4 君の好きなもの
今日は人が少ないのか、書庫へと向かうまでにあまり人はいなかった。
それでも、すれ違った人はみんな驚いた顔で私を見る。
そりゃそーだ。
紅炎様が書庫へ行くのになぜ侍女が必要なのだ。
それなのに、私は書庫へと向かう紅炎様の後ろに続く。
薄暗い書庫には、人の気配は無く、しんとしていた。
しかし、さすがの煌帝国。
書物の数も半端でない。
小さい頃から書物を読むのが好きだった私は、少し目を輝かせる。
紅炎様はいくつかの書物をお持ちになると、明らかに紅炎様専用と言ったような椅子に腰掛けた。

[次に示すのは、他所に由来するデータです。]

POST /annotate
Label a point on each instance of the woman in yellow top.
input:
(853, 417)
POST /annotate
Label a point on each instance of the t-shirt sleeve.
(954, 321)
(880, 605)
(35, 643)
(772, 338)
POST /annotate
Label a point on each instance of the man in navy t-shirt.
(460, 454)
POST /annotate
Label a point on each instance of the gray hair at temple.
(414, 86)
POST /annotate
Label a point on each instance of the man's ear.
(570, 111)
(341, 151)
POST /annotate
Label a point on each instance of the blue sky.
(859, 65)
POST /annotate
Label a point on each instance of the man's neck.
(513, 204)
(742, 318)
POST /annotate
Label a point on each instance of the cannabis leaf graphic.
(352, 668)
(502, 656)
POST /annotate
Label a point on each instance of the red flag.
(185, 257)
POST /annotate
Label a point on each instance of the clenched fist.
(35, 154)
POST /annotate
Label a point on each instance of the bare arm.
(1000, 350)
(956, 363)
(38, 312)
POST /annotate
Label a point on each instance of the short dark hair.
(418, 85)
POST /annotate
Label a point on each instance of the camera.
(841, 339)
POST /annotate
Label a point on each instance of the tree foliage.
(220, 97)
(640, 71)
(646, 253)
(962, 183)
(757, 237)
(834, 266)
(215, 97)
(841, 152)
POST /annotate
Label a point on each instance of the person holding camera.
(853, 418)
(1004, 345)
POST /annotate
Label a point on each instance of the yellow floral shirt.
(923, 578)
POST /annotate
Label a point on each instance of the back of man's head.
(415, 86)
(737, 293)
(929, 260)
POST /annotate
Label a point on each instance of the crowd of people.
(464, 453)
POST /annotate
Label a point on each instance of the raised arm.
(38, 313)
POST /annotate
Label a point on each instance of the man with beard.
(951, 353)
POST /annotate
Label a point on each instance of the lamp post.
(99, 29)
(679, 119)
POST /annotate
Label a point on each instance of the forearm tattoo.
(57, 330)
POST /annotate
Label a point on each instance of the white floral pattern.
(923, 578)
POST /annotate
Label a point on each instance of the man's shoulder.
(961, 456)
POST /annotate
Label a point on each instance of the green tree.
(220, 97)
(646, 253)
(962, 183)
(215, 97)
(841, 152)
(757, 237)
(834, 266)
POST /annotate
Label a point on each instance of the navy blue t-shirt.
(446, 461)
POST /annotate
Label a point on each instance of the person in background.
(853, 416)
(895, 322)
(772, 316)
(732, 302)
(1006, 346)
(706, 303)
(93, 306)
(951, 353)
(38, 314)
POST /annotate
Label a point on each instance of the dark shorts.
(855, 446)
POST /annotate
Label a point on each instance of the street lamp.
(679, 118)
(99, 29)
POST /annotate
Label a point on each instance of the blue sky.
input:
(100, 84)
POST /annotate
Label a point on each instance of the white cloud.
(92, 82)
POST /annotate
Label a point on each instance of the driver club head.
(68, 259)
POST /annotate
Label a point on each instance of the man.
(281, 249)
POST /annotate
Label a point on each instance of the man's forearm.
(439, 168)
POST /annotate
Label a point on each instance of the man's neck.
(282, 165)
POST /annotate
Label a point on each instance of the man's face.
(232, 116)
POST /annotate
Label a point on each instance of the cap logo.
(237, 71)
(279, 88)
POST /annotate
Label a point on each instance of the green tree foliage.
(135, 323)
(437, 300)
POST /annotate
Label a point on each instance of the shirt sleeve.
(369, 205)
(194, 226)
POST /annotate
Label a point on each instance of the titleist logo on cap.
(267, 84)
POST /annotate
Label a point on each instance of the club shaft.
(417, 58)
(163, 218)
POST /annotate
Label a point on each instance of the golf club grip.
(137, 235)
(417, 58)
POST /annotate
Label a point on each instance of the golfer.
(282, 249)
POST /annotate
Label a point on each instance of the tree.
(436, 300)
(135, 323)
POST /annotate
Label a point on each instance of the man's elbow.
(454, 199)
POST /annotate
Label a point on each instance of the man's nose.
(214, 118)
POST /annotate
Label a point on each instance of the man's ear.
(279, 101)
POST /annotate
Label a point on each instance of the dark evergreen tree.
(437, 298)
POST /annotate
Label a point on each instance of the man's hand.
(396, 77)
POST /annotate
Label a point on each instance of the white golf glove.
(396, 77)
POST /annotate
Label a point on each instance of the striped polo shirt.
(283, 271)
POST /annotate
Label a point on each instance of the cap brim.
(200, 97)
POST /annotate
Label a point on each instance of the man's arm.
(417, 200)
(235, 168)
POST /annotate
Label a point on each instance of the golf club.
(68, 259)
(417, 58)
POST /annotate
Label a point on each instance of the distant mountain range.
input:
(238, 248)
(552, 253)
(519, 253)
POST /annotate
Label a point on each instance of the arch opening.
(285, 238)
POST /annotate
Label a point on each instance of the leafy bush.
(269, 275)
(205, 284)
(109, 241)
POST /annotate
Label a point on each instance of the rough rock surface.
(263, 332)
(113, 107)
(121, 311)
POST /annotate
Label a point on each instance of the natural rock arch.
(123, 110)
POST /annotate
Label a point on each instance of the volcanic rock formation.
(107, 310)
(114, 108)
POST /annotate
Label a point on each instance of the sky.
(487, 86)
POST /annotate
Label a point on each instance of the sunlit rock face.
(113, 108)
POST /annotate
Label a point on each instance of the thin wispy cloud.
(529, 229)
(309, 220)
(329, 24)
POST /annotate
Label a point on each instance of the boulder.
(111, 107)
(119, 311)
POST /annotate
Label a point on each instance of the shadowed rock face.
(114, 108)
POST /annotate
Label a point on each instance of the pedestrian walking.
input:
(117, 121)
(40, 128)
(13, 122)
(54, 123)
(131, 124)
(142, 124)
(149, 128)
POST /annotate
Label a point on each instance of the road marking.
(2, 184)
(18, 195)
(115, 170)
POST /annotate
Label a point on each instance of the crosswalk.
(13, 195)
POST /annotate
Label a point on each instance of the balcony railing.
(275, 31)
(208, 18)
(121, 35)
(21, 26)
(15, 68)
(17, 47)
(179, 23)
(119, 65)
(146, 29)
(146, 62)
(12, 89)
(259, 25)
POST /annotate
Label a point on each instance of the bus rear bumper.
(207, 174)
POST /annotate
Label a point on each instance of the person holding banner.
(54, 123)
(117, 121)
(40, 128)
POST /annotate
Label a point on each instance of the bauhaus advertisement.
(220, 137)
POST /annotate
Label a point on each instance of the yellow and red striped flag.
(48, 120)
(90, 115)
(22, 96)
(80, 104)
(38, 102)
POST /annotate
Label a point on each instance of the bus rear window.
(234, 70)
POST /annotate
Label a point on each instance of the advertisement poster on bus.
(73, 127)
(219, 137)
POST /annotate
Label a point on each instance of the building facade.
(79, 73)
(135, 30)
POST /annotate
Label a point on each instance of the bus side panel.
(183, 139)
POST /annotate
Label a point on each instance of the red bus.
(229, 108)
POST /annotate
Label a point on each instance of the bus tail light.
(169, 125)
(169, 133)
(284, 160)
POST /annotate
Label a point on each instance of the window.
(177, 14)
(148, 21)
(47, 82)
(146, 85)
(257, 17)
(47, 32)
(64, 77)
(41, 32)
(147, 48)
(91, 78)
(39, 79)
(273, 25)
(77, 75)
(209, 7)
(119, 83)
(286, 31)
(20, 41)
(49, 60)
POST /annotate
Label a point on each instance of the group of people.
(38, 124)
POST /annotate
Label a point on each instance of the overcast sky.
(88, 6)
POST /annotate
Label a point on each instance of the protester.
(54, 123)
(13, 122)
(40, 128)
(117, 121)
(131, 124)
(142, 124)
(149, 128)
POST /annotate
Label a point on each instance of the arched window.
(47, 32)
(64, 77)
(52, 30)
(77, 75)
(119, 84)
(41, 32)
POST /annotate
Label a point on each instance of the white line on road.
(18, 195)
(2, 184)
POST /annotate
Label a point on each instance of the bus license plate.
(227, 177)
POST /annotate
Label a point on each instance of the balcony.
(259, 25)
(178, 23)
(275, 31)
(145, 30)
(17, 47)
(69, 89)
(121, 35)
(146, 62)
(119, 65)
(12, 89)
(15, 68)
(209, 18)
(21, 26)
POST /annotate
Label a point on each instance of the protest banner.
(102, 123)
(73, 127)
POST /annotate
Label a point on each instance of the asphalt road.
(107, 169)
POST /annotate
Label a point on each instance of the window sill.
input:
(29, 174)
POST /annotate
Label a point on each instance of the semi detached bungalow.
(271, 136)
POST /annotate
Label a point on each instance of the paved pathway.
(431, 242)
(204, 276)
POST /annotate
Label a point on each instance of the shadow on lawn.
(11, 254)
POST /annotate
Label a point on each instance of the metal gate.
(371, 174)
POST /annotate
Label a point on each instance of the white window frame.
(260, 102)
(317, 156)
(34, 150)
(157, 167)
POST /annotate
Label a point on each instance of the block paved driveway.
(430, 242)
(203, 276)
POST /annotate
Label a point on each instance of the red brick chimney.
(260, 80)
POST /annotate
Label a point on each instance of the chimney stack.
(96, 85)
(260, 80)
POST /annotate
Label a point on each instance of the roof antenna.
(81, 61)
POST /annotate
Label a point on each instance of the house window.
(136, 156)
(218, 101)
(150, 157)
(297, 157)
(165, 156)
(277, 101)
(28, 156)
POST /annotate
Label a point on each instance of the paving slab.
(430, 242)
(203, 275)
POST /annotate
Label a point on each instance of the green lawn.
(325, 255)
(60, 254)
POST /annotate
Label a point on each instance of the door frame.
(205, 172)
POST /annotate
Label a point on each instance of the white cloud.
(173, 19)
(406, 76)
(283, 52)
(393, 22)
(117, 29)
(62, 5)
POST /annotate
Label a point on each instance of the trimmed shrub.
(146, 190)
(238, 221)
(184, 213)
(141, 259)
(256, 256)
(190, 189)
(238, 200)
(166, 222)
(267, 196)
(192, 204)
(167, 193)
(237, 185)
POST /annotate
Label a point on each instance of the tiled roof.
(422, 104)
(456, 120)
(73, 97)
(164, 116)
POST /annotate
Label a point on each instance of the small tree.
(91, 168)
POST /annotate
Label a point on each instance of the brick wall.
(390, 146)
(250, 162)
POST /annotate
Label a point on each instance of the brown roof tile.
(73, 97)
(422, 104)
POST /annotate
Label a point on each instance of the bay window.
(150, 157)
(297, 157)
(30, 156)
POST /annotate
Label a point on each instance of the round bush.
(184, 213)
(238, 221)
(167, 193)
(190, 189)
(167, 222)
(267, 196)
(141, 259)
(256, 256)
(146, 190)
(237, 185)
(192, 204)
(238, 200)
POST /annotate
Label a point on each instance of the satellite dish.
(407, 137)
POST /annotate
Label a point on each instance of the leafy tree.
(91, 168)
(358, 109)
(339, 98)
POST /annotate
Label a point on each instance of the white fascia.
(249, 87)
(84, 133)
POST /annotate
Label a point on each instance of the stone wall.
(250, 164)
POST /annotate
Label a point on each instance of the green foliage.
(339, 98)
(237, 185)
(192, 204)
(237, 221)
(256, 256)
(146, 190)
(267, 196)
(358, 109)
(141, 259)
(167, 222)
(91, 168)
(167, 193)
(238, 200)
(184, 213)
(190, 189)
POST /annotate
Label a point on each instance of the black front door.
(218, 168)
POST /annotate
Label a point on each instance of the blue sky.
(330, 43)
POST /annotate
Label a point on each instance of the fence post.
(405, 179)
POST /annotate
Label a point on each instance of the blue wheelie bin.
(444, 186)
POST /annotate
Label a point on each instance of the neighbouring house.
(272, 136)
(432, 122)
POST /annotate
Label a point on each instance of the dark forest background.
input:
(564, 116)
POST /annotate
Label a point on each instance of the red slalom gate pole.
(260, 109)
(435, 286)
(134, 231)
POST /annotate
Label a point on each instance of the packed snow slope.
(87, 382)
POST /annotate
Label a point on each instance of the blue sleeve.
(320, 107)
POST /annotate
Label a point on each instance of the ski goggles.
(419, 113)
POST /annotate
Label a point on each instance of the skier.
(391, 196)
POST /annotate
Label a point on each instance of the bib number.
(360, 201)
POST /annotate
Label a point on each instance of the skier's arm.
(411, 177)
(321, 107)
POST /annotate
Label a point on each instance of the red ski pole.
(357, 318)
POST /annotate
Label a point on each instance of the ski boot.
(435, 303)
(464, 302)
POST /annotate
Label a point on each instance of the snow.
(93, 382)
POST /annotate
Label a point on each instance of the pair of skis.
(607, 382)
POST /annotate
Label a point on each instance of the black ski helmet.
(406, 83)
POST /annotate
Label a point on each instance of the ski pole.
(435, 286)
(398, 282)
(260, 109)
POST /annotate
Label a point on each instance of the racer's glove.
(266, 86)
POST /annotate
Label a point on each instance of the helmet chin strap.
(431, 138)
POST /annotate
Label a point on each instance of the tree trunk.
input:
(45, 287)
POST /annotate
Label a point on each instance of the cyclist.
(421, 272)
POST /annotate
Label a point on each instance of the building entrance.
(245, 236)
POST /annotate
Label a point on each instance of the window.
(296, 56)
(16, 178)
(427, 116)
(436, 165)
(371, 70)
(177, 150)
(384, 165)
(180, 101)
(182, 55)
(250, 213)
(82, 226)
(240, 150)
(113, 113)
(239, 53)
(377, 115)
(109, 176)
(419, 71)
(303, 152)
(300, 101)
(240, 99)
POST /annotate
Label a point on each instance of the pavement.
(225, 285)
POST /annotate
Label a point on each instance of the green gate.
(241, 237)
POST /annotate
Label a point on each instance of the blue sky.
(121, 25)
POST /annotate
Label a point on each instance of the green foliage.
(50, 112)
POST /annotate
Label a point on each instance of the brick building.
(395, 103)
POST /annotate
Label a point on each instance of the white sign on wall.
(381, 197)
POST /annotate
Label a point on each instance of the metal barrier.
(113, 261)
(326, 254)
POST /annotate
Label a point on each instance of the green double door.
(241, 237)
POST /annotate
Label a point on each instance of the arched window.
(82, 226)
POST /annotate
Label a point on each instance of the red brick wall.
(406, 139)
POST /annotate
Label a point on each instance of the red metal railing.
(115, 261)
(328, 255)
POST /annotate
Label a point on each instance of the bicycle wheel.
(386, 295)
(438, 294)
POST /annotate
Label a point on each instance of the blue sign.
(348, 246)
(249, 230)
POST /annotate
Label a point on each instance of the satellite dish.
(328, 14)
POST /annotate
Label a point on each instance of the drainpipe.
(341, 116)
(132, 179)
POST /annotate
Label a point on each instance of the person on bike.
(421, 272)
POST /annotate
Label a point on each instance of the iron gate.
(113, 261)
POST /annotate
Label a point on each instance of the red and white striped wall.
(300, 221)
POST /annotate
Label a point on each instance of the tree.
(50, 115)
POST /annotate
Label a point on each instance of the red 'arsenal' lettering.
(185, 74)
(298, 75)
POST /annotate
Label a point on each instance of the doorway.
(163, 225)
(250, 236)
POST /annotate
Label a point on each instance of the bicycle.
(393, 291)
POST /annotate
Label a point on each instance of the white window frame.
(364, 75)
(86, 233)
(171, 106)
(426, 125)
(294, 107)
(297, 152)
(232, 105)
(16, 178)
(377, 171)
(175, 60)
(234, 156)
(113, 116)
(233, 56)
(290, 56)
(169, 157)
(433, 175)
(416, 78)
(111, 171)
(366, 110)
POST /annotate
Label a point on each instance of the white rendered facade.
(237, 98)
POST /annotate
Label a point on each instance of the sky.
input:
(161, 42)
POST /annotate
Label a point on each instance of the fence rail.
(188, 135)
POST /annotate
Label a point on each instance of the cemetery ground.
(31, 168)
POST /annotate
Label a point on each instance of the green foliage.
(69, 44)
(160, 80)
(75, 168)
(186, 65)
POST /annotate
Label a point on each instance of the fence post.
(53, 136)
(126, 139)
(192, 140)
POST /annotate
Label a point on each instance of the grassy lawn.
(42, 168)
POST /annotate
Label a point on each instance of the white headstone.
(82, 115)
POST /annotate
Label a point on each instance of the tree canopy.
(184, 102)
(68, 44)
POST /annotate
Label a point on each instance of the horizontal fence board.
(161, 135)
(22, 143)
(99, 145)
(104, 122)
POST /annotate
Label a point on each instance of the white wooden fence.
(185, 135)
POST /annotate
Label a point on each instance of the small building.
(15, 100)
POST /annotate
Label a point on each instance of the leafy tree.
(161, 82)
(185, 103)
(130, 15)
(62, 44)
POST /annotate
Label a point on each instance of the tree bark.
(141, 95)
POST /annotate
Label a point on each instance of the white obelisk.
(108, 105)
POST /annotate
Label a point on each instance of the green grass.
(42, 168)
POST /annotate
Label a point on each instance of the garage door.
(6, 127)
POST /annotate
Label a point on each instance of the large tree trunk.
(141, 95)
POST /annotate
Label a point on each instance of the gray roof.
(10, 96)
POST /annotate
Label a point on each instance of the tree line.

すかさず読書灯に火を灯し、邪魔にならないように隅っこに立つ。
これもまた、朝に似てひどい状況だ。
静寂と緊張の二文字コンビはこんなにも私をいじめてくる。
いや、実際いじめてるのは紅炎様か。
紅炎様の意地悪。
でも今は、朝とは違い周りにたくさんの書物がある。
読みたいとは思うが、侍女の私なんかが読んでいい物ではない。
だけど、書物に囲まれているというだけで、なんだか少し嬉しかった。
周りをきょろきょろと見回すと、いろんな種類の書物。
題名だけしか見えないが、どれも面白そうな書物ばかりだ。
「おい。」
『!はい!なんですか?』
きょろきょろしてたの、ばれたかな。
いつも書物を読んだり書類に目を通しながら何かを命令なさるときは私を見ない紅炎様、しかし今は私の方に目を向けていた。
「気になる物でもあるのか?」
『あっ、いえ、別に!お気になさらず!』
相変わらず無表情の紅炎様。
読書の邪魔をしてしまっただろうか。
「読みたいものがあるならば、お前も読めばいい。」
『え、ほ、本当ですか?!』
「あぁ。こちらへ椅子を持ってきて読め。」
そう言うと紅炎様はまた書物へと視線を戻した。
私はというと、今すぐにでも飛び跳ねたい気分になった。
紅炎様、意地悪なんて思ってごめんなさい。
わくわくしながら書物をひとつ手に取り、小さな椅子を持って先ほどの場所へ行き、小さくなりながら書物を読んだ。
「なまえ。」
『…』
「おい、なまえ。」
『…!は、はい!』
いけない、書物に夢中になりすぎて、目の前に立っていた紅炎様に気が付かなかった。
「腹が減った。戻るぞ。」
『はい!』
書物を元の場所へと戻し、来た時と同じように紅炎様の後ろをついていく。
「お前、書物を読むのが好きなのか。」
『はい!小さい頃から知り合いによく読ませてもらっていました。』
私の家は貧しかったので、自分では一つも持っていないんですけどね。と笑うと、そうか。とまた前を向いて歩き出した。
書庫から出ると、辺りは暗くなっていて、結構の時間、書庫にいたんだなと思った。
途中で紅炎様と別れ、食堂に紅炎様のお食事を取りに行く。
さっき読んだ書物の内容を思い出し、心が踊った。